A subsequent email was sent to students shortly after which asked students to delete the first email without opening or reading the attachment.
In a statement the university said the email had been “mistakenly sent” to 320 undergraduate students in the american studies school.
They said: “This clearly should not have happened and the university apologises unreservedly.
“The university has launched an urgent enquiry and is offering support to everyone affected. Anyone needing support should call 01603 592761.”
Students have described feeling angry and violated by the email.
Fourth year american literature and creative writing student Megan Baynes said she opened the email “hoping it might be a spreadsheet of our final grades” but “felt sick when I saw my name with my personal circumstances on the first page.”
She said: “The spreadsheet had really personal information for me, and for others.
“This whole situation is a total violation of trust.

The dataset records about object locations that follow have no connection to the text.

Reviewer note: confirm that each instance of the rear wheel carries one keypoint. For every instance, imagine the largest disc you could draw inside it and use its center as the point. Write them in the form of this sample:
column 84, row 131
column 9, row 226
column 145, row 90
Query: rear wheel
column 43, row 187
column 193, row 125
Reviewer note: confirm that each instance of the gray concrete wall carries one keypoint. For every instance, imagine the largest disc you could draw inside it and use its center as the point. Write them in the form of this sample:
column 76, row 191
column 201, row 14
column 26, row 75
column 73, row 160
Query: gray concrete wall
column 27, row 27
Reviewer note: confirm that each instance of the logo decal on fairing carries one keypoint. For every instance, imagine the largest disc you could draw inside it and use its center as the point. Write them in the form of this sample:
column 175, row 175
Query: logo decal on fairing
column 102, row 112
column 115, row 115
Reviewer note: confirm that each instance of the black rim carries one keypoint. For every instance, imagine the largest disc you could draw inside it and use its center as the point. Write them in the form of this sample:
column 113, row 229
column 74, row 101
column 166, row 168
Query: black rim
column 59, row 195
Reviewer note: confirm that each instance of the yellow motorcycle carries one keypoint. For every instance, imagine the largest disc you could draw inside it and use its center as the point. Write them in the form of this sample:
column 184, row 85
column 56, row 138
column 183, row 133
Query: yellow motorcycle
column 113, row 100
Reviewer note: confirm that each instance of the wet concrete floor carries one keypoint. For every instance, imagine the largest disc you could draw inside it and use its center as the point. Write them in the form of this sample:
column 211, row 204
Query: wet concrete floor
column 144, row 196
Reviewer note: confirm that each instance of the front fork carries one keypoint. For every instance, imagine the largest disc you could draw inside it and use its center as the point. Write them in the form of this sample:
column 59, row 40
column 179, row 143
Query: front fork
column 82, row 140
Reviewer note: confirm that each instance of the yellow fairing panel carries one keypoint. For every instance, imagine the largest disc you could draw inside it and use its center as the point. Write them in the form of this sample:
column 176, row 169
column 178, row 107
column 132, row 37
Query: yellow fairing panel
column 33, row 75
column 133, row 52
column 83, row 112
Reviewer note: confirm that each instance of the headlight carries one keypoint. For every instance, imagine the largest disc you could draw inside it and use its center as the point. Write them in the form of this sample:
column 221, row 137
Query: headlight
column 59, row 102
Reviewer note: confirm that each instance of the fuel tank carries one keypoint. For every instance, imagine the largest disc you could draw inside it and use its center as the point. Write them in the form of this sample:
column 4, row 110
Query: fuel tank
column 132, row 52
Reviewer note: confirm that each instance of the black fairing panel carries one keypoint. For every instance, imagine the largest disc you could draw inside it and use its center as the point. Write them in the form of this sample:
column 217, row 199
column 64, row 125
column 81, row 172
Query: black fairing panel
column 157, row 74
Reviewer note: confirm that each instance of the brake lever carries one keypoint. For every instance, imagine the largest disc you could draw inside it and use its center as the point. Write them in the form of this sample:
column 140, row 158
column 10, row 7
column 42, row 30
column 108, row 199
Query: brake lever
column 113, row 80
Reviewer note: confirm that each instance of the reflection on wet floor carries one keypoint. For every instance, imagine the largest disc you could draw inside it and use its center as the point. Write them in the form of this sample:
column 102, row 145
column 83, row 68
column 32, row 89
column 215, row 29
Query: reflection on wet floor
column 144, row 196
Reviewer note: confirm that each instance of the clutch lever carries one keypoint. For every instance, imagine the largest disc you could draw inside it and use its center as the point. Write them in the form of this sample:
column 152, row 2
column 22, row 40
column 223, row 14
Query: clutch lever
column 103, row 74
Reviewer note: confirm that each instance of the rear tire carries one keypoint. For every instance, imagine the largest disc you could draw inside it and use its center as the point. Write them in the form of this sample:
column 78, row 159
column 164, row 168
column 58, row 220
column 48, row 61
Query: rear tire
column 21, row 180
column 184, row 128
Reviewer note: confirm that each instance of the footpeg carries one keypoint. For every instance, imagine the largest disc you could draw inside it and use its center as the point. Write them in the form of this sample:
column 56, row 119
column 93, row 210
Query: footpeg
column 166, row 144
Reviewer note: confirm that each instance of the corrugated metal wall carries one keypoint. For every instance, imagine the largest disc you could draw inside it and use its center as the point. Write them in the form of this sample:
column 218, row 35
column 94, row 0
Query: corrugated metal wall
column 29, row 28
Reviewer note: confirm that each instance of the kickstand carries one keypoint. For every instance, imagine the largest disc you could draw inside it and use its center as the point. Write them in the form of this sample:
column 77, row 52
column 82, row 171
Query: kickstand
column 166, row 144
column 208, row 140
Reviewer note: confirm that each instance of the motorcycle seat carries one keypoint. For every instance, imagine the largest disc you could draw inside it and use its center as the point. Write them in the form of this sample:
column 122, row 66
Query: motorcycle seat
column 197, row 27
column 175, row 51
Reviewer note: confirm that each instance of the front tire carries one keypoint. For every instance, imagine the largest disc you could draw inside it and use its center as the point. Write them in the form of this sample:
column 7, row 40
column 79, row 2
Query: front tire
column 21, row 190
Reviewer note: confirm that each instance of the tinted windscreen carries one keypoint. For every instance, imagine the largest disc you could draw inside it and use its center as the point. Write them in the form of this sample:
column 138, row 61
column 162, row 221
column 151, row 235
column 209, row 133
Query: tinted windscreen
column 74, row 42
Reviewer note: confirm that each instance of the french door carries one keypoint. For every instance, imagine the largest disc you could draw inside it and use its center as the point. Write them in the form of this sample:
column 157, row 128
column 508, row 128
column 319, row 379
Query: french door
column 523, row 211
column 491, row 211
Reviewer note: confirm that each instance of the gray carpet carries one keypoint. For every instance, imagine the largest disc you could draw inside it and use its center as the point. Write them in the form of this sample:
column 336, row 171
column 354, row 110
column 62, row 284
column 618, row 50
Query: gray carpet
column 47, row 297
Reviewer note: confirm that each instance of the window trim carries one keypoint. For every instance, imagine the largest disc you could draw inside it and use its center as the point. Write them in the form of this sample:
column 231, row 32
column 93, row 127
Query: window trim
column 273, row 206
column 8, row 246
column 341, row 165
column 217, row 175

I trusted my department to handle my extenuating circumstances in a sensitive manner, instead they have quite literally put them on show for the world to see.

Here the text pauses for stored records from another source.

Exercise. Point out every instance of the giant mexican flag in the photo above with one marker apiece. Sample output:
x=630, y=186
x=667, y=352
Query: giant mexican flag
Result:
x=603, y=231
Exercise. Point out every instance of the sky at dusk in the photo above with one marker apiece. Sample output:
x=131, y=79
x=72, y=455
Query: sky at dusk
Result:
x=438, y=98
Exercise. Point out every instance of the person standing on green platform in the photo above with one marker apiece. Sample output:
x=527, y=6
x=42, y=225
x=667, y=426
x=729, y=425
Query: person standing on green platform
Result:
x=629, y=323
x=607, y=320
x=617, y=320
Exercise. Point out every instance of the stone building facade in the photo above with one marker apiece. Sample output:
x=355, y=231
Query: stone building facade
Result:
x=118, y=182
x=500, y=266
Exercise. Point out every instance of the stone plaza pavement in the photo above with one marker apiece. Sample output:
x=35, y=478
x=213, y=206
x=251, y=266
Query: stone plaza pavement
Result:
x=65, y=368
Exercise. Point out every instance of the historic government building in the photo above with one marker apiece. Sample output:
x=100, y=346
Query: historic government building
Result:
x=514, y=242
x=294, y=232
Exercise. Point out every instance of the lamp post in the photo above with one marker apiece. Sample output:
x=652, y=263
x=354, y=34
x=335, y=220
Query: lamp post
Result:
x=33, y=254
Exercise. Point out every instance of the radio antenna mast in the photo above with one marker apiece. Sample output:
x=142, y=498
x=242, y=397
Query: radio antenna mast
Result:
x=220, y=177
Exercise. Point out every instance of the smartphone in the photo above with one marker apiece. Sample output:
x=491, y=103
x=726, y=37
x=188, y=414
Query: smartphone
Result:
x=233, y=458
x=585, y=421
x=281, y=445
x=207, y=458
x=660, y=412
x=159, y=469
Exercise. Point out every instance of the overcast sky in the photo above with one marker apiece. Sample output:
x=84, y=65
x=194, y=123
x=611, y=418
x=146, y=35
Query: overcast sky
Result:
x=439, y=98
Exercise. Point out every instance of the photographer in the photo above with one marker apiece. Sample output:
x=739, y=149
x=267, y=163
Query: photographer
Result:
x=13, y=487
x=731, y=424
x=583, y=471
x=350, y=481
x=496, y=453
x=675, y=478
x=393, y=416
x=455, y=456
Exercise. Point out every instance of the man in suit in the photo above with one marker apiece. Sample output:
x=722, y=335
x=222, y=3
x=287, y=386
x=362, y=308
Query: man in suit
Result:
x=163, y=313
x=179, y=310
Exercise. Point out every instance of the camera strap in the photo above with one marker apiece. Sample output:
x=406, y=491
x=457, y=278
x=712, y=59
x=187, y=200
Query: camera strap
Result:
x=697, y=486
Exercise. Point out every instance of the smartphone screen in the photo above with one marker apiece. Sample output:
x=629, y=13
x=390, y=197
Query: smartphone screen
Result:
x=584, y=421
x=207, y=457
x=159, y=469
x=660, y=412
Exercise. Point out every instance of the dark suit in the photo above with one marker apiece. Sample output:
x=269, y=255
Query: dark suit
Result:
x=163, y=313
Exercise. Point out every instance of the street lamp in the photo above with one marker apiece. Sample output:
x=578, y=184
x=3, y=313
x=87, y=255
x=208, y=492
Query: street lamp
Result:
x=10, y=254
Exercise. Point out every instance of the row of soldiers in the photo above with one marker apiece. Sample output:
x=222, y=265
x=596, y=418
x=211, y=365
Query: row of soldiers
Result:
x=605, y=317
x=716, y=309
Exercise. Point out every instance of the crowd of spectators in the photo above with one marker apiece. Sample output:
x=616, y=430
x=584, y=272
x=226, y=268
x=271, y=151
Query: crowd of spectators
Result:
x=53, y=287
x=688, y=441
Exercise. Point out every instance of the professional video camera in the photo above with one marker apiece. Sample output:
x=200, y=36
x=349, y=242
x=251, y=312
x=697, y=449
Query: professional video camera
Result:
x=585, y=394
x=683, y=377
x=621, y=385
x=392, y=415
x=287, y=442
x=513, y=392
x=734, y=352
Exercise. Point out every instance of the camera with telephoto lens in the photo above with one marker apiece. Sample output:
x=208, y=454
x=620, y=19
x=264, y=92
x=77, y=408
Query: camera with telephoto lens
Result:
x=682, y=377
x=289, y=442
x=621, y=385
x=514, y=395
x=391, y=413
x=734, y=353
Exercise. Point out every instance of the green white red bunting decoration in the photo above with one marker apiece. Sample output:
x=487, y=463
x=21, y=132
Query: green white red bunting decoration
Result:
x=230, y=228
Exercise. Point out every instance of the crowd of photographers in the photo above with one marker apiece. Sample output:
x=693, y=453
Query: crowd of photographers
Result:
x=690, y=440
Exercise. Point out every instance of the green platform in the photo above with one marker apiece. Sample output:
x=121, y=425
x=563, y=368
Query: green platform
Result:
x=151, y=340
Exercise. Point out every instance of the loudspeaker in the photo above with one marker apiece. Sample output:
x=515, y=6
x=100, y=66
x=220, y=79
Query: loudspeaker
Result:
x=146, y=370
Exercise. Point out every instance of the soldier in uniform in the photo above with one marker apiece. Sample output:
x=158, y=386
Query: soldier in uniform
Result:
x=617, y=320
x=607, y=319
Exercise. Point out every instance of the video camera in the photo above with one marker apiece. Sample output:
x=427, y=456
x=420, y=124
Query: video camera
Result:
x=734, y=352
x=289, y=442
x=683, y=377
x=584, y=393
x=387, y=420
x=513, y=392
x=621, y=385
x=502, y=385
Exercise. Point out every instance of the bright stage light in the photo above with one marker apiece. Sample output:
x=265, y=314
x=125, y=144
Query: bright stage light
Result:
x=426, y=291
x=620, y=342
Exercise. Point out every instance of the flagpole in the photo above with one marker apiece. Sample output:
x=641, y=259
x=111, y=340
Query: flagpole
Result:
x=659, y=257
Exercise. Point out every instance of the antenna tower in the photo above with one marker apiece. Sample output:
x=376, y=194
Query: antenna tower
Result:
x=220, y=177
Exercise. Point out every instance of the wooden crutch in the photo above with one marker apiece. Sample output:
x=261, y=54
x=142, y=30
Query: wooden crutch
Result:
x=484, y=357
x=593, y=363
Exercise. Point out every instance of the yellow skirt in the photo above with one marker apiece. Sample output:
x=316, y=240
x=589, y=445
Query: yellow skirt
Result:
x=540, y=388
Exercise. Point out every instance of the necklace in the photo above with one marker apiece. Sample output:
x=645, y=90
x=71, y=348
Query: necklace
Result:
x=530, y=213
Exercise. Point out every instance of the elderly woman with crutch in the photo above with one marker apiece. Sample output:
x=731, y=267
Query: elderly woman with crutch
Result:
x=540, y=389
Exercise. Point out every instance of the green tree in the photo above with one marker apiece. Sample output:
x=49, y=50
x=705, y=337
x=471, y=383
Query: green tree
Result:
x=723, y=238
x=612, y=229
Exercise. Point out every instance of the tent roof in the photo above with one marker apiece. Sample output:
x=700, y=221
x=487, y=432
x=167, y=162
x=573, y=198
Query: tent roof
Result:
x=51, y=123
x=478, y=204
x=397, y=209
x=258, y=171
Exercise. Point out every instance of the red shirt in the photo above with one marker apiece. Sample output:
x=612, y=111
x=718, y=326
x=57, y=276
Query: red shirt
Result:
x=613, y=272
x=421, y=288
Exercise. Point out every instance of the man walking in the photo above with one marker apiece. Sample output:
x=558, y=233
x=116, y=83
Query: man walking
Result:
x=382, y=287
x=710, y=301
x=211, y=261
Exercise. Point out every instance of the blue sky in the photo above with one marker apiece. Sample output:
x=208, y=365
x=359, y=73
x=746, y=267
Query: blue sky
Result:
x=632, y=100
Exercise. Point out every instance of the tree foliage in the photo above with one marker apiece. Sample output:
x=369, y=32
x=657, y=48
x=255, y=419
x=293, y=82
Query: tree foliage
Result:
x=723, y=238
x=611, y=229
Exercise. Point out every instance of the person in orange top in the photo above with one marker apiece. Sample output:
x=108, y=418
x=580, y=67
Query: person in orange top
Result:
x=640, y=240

“Luckily my situation is known by most of my friends and family and I am grateful for that. I can’t imagine how it would feel if information had been leaked that I hadn’t told people. However, there are people across the school I hadn’t told, and it’s humiliating.”
A third-year student studying american literature and creative writing – who wished to be anonymous – added: “I deleted the email before reading it, but now I don’t know if I’m on there or not. Potentially people could have access to really personal stuff about me, maybe people I don’t know or wouldn’t want to have this information. I don’t understand how this could happen.”

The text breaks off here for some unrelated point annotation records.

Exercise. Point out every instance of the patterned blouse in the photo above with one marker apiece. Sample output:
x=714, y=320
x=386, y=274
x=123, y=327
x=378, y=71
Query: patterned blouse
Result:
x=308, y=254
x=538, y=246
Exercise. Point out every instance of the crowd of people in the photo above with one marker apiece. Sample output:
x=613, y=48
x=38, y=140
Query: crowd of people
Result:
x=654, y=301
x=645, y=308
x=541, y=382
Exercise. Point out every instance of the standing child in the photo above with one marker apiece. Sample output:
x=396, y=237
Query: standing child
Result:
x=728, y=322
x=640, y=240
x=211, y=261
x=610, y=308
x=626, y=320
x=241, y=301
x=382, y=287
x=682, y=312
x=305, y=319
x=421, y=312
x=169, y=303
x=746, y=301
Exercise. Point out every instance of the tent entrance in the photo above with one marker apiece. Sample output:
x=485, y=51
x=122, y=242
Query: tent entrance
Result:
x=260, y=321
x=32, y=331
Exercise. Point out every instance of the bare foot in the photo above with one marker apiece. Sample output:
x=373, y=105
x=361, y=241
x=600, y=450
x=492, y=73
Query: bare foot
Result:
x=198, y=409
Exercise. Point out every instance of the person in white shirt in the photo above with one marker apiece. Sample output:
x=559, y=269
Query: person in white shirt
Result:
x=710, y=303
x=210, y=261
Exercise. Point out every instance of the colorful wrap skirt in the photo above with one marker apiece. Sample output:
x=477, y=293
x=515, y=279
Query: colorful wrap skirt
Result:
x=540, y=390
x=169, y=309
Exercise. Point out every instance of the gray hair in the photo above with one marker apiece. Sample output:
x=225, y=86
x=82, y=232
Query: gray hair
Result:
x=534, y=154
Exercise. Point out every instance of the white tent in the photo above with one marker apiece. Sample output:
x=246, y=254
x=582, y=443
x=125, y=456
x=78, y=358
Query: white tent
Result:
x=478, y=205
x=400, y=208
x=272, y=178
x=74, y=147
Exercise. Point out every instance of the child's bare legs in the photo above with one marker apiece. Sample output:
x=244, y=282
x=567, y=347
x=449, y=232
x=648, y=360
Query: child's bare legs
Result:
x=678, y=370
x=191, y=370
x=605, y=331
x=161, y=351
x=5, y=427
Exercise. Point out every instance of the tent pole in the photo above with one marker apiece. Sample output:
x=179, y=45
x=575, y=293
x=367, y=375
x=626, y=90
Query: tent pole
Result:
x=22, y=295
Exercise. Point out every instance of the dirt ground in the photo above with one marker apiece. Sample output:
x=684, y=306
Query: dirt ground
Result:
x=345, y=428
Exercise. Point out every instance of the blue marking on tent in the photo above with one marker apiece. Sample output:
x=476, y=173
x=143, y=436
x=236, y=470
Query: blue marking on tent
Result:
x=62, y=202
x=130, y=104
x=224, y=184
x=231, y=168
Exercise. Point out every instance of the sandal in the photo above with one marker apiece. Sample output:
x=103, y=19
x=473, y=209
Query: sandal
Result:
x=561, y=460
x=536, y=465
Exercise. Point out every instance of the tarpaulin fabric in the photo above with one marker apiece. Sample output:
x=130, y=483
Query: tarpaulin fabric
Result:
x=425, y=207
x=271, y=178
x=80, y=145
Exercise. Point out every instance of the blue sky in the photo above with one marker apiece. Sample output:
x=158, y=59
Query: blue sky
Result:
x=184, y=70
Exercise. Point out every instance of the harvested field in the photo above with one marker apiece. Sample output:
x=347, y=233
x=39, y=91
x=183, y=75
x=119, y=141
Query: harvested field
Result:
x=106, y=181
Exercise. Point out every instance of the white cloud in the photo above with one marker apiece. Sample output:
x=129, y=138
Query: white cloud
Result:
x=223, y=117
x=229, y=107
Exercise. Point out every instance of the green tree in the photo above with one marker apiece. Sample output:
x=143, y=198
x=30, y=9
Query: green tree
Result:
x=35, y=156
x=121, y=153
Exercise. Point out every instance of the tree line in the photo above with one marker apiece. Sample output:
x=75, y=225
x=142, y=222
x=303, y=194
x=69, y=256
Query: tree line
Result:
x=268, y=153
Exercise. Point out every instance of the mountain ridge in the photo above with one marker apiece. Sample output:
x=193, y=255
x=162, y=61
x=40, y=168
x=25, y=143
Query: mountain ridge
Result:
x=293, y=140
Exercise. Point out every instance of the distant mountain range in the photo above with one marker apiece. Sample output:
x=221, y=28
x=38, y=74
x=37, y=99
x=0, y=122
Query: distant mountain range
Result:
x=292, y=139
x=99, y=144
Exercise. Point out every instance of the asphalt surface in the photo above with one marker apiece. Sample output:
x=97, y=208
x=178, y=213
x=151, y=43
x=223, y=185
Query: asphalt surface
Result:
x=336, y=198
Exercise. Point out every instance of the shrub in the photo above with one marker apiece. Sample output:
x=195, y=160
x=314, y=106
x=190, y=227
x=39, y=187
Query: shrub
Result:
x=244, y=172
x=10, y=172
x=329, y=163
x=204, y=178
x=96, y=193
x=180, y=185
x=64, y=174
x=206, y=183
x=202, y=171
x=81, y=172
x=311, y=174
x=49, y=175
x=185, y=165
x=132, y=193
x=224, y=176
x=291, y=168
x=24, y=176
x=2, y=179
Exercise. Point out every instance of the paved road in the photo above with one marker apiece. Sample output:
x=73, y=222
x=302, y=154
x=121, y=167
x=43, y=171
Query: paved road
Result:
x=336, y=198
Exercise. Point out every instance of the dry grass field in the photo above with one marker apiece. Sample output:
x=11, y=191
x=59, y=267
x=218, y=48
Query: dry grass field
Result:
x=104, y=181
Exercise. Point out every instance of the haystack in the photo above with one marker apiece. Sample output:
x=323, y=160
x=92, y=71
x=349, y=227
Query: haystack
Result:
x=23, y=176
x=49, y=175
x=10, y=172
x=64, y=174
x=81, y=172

Undergraduate Education Officer Theo Antoniou Phillips called the email “a shocking and utterly unacceptable data breach that should never have happened.”
He said: “There are questions that the university needs to answer both about this case itself and the antiquated underpinning systems in the hubs that result in cases like this being logged on rudimentary excel files in the first place.
“It is particularly galling given that students are required to divulge sensitive information to have an EC upheld, so the least the university can do is keep their data safe. In this case UEA’s ‘do it on the cheap until it goes wrong’ approach will have had devastating results for the students concerned and has to change.”
Ed Roser, a third-year in the school, said: “Although it was clearly an innocent mistake it shouldn’t have happened. A lot of people are now in possession of details about others that they shouldn’t have. I was meant to be on that list but I can only thank my poor memory for sending in forms that my personal problems aren’t in other people’s hands.”
Willem Tapper, a second year American literature and English literature student said: “This is unforgivable. I don’t understand how things like this accidentally happen.”
Welfare community and diversity officer Jo Swo called the situation “a real slap in the face to students who have sought support.”
She said: “Students will be rightly furious that something like this could happen- and given the nature of the personal detail revealed in the email we would advise any student affected to contact both the Student Support Service and the SU for support- and we’ll be urging the university to guarantee that a spike in demand for support caused by this failure will be resourced properly.”
Ms Swo added that the SU wanted to “reassure students that the SU Advice Centre is free, confidential and completely independent from the university for anyone seeking any support during this time.”